Patna to Poughkeepsie

A while ago, I emailed the writer Amitava Kumar of Patna who teaches literature at Vassar College in Poughkeepsie.

When I email a writer, it is because: I like their work, their writing has touched me in some way, and I want to record my appreciation. Fan girl stuff  really — nothing more. But this time, I was also writing to tell A.Kumar about an Indian woman whose remains were interred in a cemetery in Poughkeepsie, a woman whose story obsesses me. She was the first Brahmin woman to leave home and come to America in search of an education. That  was in the 1800s. I was hoping A.Kumar would make something more of this woman’s story  — more than I ever could.

Soon enough, Anandibai did make it into A.Kumar’s writing.  He used the factoid I sent him in this essay — Changing Homelands.

Earlier this year, my mother passed away in Patna. When I returned from her funeral I asked myself a question. What would have happened if she had been living with me and died in Poughkeepsie? And somewhere beneath it was another question. Will I die here in this town in America?

A few months ago, a stranger sent me a link to a grave in Poughkeepsie where the ashes of Anandabai Joshee are interred. Joshee was the first Indian woman to obtain a doctor’s degree. Her gravestone, in Poughkeepsie’s Rural Cemetery, reads: “Anandabai Joshee, M.D, 1865-1887 First Brahmin Woman to Leave India to Obtain an Education.”
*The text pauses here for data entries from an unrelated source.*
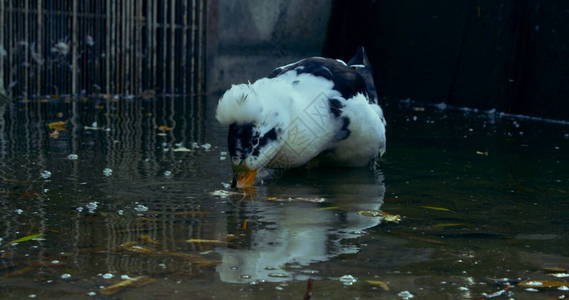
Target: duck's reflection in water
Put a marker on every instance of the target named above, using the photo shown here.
(297, 233)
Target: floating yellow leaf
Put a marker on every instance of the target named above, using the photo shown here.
(556, 270)
(542, 284)
(54, 135)
(165, 128)
(436, 208)
(379, 283)
(148, 239)
(57, 125)
(447, 225)
(376, 213)
(329, 208)
(26, 238)
(204, 241)
(133, 282)
(19, 272)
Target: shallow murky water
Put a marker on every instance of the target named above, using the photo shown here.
(123, 187)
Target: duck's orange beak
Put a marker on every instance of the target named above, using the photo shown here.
(243, 177)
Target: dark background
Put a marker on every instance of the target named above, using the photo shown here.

Poughkeepsie Rural Cemetery is a nine-minute drive from my apartment. After my mother’s death, I discovered that the same Rural Cemetery houses the local crematorium. I went to visit it and the receptionist in the small office showed me laminated photographs of the facilities. The crematorium was a bit like a suburban two-car garage with its wide doors. There was a picture of the adjoining “viewing room,” a plain space with three chairs and a painting on the wall that showed a rushing brook in a forest. Only two or three close family members would be allowed to sit with the body; later, they could be present when the body was put in the container that slides into the crematorium.

The receptionist said, “You can stay for about 15 minutes to say your prayers but not longer. Otherwise it ties things up.” The ashes could be collected the next day. I was told that the cost of the cremation was $350 (but only $250 for a child under 10).

A. Kumar sent me the link to the piece, which I might’ve missed otherwise. I appreciate his taking the time to do that. And yet I felt hurt by the word “stranger.”But seriously what other word could he have used to describe me? We have never met. I know him through his writing. He does not know me. It is the right word in this context. Sigh!